VISÃO DO CORREIO

Crise sanitária pede coerência

''Agora, quando estamos às vésperas de ter um escudo contra a doença, embates políticos não podem comprometer os esforços para o enfrentamento do inimigo''

Correio Braziliense
postado em 22/10/2020 06:00 / atualizado em 22/10/2020 08:39

A decisão do presidente Jair Bolsonaro de cancelar a possível compra de vacina desenvolvida por farmacêutica chinesa revela-se inoportuna. Uma vez que um imunizante contra o novo coronavírus mostre-se seguro e eficaz e obtenha a aprovação da Agência Nacional de Vigilância Sanitária (Anvisa), o governo federal não poderá privar os brasileiros de terem acesso a doses da fórmula, independentemente de quem a tenha desenvolvido. Responsável pela avassaladora pandemia que eliminou mais de 1 milhão de vidas no planeta, o Sars-CoV-2 já superou, no Brasil, a marca de mais de 5,3 milhões de infectados e de quase 155 mil mortos. E uma vacina, hoje, é a aposta e a esperança do mundo inteiro para deter a escalada mortal desse inimigo invisível.
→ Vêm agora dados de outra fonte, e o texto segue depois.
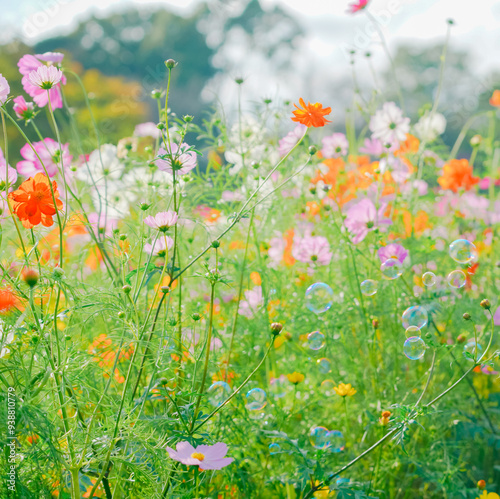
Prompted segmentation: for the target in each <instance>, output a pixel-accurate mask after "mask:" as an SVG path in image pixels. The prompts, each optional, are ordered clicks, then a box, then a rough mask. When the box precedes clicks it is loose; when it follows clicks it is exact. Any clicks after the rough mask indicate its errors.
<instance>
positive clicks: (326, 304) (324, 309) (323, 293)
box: [306, 282, 333, 314]
mask: <svg viewBox="0 0 500 499" xmlns="http://www.w3.org/2000/svg"><path fill="white" fill-rule="evenodd" d="M332 305H333V290H332V288H331V287H330V286H328V284H325V283H324V282H315V283H314V284H311V286H309V287H308V288H307V289H306V307H307V308H308V309H309V310H310V311H311V312H314V313H315V314H322V313H324V312H326V311H327V310H330V308H331V306H332Z"/></svg>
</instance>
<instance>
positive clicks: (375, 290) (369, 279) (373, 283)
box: [360, 279, 378, 296]
mask: <svg viewBox="0 0 500 499" xmlns="http://www.w3.org/2000/svg"><path fill="white" fill-rule="evenodd" d="M360 288H361V293H363V294H364V295H365V296H373V295H374V294H375V293H376V292H377V290H378V282H377V281H374V280H373V279H366V280H365V281H363V282H362V283H361V284H360Z"/></svg>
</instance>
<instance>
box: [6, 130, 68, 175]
mask: <svg viewBox="0 0 500 499" xmlns="http://www.w3.org/2000/svg"><path fill="white" fill-rule="evenodd" d="M33 148H34V149H35V151H36V154H35V151H33ZM33 148H32V147H31V145H30V144H25V145H24V146H23V147H22V148H21V156H22V157H23V158H24V160H23V161H19V163H17V165H16V168H17V171H18V173H20V174H21V175H24V176H25V177H32V176H33V175H36V174H37V173H45V170H44V169H43V166H45V169H46V170H47V173H48V174H49V177H53V176H54V175H55V174H56V173H57V172H58V171H59V168H60V166H61V153H62V164H63V168H69V167H70V165H71V160H72V159H73V156H72V155H71V154H70V153H69V144H62V146H61V149H60V148H59V144H58V143H57V142H56V141H55V140H53V139H49V138H47V139H43V140H41V141H40V142H33ZM37 155H38V156H37ZM38 158H40V160H42V163H43V166H42V163H40V160H39V159H38Z"/></svg>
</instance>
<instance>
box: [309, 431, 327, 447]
mask: <svg viewBox="0 0 500 499" xmlns="http://www.w3.org/2000/svg"><path fill="white" fill-rule="evenodd" d="M309 442H311V445H312V446H313V447H315V448H316V449H326V448H327V447H329V446H330V432H329V431H328V430H327V429H326V428H325V427H324V426H314V427H313V428H311V431H310V432H309Z"/></svg>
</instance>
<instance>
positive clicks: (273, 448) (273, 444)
mask: <svg viewBox="0 0 500 499" xmlns="http://www.w3.org/2000/svg"><path fill="white" fill-rule="evenodd" d="M280 450H281V447H280V446H279V444H276V443H272V444H269V454H271V455H272V454H278V452H279V451H280Z"/></svg>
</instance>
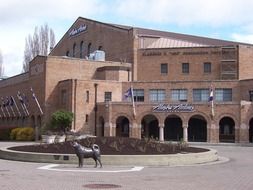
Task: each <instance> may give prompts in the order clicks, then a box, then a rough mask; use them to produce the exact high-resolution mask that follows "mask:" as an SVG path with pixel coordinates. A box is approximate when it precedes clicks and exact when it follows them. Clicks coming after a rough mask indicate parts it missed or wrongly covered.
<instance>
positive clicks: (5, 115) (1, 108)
mask: <svg viewBox="0 0 253 190" xmlns="http://www.w3.org/2000/svg"><path fill="white" fill-rule="evenodd" d="M1 110H2V112H3V116H4V117H6V115H5V113H4V109H3V107H2V106H1Z"/></svg>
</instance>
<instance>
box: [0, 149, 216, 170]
mask: <svg viewBox="0 0 253 190" xmlns="http://www.w3.org/2000/svg"><path fill="white" fill-rule="evenodd" d="M0 158H1V159H6V160H15V161H25V162H45V163H56V164H77V163H78V159H77V156H76V155H75V154H53V153H34V152H20V151H13V150H9V149H7V148H1V149H0ZM218 159H219V158H218V154H217V151H216V150H214V149H209V151H207V152H201V153H186V154H182V153H179V154H165V155H101V160H102V164H104V165H142V166H182V165H193V164H203V163H209V162H214V161H217V160H218ZM84 163H85V164H88V165H93V164H94V161H93V159H85V160H84Z"/></svg>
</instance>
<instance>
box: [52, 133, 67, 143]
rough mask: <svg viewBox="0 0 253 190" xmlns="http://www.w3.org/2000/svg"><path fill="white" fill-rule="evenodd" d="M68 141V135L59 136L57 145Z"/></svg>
mask: <svg viewBox="0 0 253 190" xmlns="http://www.w3.org/2000/svg"><path fill="white" fill-rule="evenodd" d="M65 141H66V135H57V136H56V137H55V141H54V142H55V143H61V142H65Z"/></svg>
Por isso, a disputa eleitoral, as divergências políticas e as opções ideológicas não podem se sobrepor à responsabilidade maior do poder público: a defesa da vida dos cidadãos. O Instituto Butantan, em parceria com o laboratório chinês Sinovac, vem desenvolvendo a vacina contra o vírus, e os resultados da terceira fase têm sido um dos mais promissores, entre as muitas outras iniciativas com o mesmo objetivo: imunizar os cidadãos contra o ataque do coronavírus.


A instituição nacional é mundialmente reconhecida pela capacidade técnica e científica. Não à toa, recentemente, exportou vacinas contra a influenza para 70 países. O seu notório reconhecimento científico colocou o Butantan entre os mais respeitados institutos do mundo. O mesmo ocorre com o Instituto Oswaldo Cruz, que atua em igual campo e participa dos testes, no Brasil, com a vacina desenvolvida pela universidade britânica de Oxford. O momento exige bom senso, compromisso com a vida dos cidadãos e, sobretudo, coerência e responsabilidade.


Divergências à parte, é preciso olhar o país como um todo e governar sem discriminar ninguém. Hoje, o Brasil e o mundo, de forma geral, amargam brutal quebra na economia. No campo social, a concessão do auxílio emergencial trouxe à tona 38 milhões de brasileiros invisíveis, que não dispunham de meios para se sustentar. Com o fim da ajuda concedida durante a pandemia, surge um desafio que exigirá do governo um esforço hercúleo para que esse contingente não fique, outra vez, desassistido.


O governo reconhece o lastro das profundas e graves mazelas que a crise sanitária provocou no país, como o aumento recorde do desemprego. O coronavírus fez o mundo parar. Diante da ausência de vacina e medicamentos, grande parte da população dos países afetados foi obrigada a permanecer reclusa. Quem desafiou a orientação médica e negou a gravidade da crise se viu obrigado a recuar.


Agora, quando estamos às vésperas de ter um escudo contra a doença, embates políticos não podem comprometer os esforços para o enfrentamento do inimigo. O momento é inadequado. A racionalidade, o bom senso e, sobretudo, a responsabilidade em defesa da vida se impõem e estão acima dos interesses individuais.